Aquella pradera era verde, muy verde. Al norte la naturaleza había levantado montañas. Al sur ya estaban. El este y el oeste guardaban celosamente la virginidad de aquel paraiso. El viento se había enterrado hasta la cintura en el sueño y el día estaba tranquilo. Los guijarros y escolindros buscaban una fuente para descansar y las hormigas rojas sesteaban debajo del arbol. La hierba era tan alta que el azul era verde. El sol, reconciliado con la sombra, dormitaba en lo alto de la montaña.

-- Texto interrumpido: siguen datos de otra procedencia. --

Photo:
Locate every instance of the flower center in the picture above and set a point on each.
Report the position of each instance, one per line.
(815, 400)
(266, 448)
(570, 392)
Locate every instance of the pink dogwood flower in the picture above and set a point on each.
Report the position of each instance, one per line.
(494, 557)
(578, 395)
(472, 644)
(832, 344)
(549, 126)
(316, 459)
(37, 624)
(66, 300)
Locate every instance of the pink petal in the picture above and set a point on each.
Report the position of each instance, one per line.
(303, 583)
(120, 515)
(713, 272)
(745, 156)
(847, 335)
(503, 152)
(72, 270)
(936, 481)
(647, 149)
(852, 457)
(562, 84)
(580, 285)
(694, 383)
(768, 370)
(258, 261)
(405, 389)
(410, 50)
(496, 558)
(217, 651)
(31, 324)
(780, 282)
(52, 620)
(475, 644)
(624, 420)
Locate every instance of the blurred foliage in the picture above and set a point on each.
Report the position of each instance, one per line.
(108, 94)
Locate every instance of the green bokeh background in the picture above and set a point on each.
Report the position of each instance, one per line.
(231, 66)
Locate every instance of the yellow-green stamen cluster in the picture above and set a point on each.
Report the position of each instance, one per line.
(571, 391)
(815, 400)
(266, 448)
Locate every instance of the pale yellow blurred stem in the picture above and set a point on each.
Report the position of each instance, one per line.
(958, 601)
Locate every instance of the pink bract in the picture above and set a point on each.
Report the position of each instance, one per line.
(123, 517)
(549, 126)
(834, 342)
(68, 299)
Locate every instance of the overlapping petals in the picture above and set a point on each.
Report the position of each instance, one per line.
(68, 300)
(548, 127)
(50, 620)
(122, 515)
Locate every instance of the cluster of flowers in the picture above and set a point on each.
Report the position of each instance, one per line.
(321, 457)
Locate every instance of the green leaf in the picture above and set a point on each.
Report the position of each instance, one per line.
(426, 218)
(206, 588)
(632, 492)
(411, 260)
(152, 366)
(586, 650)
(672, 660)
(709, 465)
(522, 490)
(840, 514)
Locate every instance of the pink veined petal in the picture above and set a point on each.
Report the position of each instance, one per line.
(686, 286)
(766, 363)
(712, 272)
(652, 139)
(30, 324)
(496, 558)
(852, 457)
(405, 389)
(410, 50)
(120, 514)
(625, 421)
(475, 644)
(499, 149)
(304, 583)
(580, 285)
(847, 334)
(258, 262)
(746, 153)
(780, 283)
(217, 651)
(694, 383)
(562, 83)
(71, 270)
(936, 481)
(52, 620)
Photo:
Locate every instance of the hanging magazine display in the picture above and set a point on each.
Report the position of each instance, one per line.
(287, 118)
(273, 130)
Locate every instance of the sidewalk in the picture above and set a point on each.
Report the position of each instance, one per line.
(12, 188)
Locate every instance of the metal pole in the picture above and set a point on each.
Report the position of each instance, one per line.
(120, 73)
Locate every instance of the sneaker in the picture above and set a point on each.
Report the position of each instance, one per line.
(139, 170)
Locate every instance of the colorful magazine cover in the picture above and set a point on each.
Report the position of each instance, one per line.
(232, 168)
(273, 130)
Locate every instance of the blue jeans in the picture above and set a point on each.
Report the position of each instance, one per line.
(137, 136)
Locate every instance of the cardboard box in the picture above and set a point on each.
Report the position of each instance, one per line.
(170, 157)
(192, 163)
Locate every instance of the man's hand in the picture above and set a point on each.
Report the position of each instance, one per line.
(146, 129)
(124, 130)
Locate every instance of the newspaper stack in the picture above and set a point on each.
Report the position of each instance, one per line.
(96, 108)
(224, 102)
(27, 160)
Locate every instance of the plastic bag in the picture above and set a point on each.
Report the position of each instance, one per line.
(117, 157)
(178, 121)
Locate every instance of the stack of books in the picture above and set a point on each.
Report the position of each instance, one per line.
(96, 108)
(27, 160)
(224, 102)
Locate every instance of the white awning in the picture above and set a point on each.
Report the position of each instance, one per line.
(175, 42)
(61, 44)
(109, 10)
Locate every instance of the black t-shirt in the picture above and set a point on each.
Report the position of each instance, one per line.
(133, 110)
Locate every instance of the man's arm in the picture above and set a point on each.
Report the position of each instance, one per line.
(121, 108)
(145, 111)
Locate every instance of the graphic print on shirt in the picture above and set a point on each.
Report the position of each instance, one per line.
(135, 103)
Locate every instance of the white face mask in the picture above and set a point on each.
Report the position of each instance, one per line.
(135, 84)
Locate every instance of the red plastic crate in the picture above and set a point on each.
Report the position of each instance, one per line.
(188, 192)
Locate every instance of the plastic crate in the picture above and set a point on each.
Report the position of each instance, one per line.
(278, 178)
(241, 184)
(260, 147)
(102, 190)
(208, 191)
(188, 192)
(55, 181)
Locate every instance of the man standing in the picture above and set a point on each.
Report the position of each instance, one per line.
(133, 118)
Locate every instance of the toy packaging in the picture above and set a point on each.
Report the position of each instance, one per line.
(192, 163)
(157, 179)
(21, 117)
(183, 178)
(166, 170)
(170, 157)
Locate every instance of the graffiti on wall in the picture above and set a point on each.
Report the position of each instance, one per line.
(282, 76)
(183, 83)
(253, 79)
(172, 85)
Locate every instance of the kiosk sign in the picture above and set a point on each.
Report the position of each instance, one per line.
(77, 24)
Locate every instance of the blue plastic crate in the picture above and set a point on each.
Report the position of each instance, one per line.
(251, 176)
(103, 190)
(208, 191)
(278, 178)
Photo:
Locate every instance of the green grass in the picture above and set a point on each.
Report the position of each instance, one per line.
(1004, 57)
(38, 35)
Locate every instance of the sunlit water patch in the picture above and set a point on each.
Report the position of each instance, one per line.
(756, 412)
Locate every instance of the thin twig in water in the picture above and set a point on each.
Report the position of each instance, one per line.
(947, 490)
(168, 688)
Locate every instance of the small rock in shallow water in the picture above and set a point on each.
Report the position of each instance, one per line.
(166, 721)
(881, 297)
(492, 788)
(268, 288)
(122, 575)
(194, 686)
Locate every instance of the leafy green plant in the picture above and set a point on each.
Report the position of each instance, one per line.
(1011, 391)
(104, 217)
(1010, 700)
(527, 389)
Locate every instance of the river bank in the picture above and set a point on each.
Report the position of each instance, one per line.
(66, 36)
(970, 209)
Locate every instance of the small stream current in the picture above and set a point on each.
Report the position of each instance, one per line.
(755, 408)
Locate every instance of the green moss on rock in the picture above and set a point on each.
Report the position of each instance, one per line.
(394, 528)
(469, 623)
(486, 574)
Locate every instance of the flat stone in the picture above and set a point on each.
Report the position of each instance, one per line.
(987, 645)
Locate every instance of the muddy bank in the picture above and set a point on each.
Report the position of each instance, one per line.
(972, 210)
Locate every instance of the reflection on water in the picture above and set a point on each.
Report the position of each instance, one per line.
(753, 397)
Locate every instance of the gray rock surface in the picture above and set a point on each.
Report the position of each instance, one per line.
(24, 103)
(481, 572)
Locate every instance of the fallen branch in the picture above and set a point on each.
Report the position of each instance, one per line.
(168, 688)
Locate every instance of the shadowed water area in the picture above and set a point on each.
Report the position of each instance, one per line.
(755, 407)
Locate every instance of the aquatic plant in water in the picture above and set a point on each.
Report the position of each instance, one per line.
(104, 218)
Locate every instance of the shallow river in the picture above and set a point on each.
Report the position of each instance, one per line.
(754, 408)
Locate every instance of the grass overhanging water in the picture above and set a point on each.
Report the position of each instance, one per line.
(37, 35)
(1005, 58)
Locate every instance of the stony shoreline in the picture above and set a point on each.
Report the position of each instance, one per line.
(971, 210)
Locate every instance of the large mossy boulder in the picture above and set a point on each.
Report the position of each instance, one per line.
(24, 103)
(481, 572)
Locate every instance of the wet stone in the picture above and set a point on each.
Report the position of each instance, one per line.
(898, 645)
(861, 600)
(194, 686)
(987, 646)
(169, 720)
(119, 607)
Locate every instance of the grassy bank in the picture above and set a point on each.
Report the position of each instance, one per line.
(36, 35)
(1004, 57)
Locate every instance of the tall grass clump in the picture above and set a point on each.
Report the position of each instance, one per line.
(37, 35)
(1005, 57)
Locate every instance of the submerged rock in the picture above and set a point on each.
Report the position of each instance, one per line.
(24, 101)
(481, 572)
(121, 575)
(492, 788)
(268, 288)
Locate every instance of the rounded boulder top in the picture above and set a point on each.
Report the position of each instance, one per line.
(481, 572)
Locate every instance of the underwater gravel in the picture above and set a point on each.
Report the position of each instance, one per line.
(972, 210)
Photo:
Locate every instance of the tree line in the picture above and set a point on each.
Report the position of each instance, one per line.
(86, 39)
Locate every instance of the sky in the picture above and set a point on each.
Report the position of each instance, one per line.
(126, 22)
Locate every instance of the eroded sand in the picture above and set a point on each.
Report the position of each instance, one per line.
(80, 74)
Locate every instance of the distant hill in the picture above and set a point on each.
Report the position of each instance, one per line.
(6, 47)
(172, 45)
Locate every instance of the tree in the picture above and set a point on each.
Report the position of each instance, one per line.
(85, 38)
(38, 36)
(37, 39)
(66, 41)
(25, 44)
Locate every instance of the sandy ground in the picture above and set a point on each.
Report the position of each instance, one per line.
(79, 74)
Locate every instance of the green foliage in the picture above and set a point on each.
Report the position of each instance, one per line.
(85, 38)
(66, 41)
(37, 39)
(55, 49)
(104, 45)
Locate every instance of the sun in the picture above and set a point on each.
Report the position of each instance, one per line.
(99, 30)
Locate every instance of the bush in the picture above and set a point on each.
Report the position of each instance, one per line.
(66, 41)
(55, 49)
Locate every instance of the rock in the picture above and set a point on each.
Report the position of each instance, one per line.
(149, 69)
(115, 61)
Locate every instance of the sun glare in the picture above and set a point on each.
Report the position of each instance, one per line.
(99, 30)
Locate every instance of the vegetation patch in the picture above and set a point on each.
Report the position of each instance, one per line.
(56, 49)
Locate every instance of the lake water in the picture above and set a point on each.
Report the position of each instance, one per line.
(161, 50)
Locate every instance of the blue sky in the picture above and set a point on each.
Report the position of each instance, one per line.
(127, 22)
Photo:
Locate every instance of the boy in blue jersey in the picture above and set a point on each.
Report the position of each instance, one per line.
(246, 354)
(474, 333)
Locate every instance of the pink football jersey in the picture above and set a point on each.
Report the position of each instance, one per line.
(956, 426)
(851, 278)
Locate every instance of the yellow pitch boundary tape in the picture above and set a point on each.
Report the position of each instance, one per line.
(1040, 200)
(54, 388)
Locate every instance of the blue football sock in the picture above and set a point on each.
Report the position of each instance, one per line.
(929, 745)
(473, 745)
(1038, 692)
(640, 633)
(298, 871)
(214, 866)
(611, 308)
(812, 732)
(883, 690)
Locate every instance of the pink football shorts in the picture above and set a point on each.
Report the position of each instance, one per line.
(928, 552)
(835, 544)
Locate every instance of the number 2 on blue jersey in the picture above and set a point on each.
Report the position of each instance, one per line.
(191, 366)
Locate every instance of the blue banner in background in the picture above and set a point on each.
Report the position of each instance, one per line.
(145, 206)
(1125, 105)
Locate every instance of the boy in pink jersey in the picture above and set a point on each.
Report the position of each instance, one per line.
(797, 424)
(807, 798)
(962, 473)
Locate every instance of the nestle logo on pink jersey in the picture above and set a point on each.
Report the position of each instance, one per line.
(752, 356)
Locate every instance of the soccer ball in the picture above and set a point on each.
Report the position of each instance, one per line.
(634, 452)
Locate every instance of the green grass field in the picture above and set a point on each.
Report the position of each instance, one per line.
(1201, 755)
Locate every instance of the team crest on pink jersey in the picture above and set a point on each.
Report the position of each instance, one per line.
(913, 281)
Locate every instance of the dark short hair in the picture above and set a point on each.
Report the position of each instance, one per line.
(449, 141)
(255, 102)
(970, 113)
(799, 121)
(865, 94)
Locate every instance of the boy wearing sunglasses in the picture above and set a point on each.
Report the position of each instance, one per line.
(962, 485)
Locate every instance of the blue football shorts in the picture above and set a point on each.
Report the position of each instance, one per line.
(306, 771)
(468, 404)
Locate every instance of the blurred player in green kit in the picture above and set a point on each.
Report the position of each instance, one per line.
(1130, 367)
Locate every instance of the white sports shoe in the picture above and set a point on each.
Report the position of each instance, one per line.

Un túnel con cortinas de agua y encajes de espuma sedujo al viajero y éste, después de atravesarlo, hundió sus manos en la tierra, la llenó de lluvia y nació una ciudad. Little Boy, hija de los hombres, creó un hongo gigante totalmente descontrolado, arrasando a sus propios creadores. El dálmata murió corriendo detrás de una estrella fugaz. La señora Taylor, después de perdonar a la hiedra, se fué para siempre. ¿Porque yo?-murmuraba el destino.
Habían transcurrido cien años. El horizonte era nuevo, aún con restos de celofán y papel de envolver. Las enredaderas abrazaban a las rocas y las margaritas se habían olvidado del «no». El ansia le había plantado cara a la desolación. Miles de manos hundieron la vergüenza en la tierra.